福島:答えはシンプルで、会社が進化し、事業が非連続に伸びる環境で、事業にフルコミットすることです。会社が進化しない、事業が線形成長しか目指さないなら、BizDevもCOOもいらないと思います。会社が歪むくらいにフェーズを変える、壊れるぐらい事業を伸ばすと言う意志があって、初めてCOOやBizDevの価値や成長機会が生まれてくるはずです。
徳永:ありがとうございます。最後に福島さんにとってのこれからのチャレンジを教えてください。
福島:ラクスルでは、1,000億のプラットフォームカンパニーになる未来を描いて実現したいです。領域では、Market PlaceだけではなくSaaS領域にもチャレンジしたいですね。
個人としてはBtoBの事業家マフィアをつくりたいです。
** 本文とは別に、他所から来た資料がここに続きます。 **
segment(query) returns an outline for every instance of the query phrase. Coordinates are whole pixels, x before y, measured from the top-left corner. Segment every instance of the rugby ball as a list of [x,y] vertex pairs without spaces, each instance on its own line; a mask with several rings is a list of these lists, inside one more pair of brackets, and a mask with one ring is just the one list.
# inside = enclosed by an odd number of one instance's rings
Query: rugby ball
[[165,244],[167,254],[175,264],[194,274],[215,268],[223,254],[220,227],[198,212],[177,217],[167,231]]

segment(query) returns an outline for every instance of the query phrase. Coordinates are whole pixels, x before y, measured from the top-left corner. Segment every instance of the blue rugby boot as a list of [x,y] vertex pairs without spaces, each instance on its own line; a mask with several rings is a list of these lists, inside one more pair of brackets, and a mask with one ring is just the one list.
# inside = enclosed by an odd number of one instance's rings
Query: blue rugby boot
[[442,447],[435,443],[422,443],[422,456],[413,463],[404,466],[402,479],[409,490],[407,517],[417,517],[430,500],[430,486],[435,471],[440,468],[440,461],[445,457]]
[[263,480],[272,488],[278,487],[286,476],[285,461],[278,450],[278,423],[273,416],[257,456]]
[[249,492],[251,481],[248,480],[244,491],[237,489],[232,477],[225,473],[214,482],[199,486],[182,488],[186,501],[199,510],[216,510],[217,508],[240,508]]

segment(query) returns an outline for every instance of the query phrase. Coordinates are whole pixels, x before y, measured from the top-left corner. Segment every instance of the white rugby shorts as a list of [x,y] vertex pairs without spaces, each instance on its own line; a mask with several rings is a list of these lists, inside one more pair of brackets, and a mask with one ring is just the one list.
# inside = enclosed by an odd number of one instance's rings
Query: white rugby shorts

BtoBプラットフォームでの事業経験を共有する仲間を集めて、シリアル事業家が増えることで、スケールしてメジャーなるスタートアップが増えて、最初に話した日本の大企業にも危機感が生まれ、競争のダイナミズムにより産業自体が進化していけるといいなと思ってます。

COO仕事の流儀第一弾。
非常に抽象度の高い問いに対して、福島さんなりの現時点での結論を堂々と語っていただき私自身すごく勉強になりました。
福島さんご自身が考え抜かれたオリジナリティ溢れる一言一言から、私自身実際に今HERPを経営する中での難しさやCOOというポジションの意味合い・持つべき役割などを少し俯瞰して見られるようになった気がします。
強い会社には強い経営陣がいるということを強く認識しました。 私と同じくCxOとして会社経営に携わる皆さん、そういったキャリアを目指される方々にぜひお読みいただきたいです!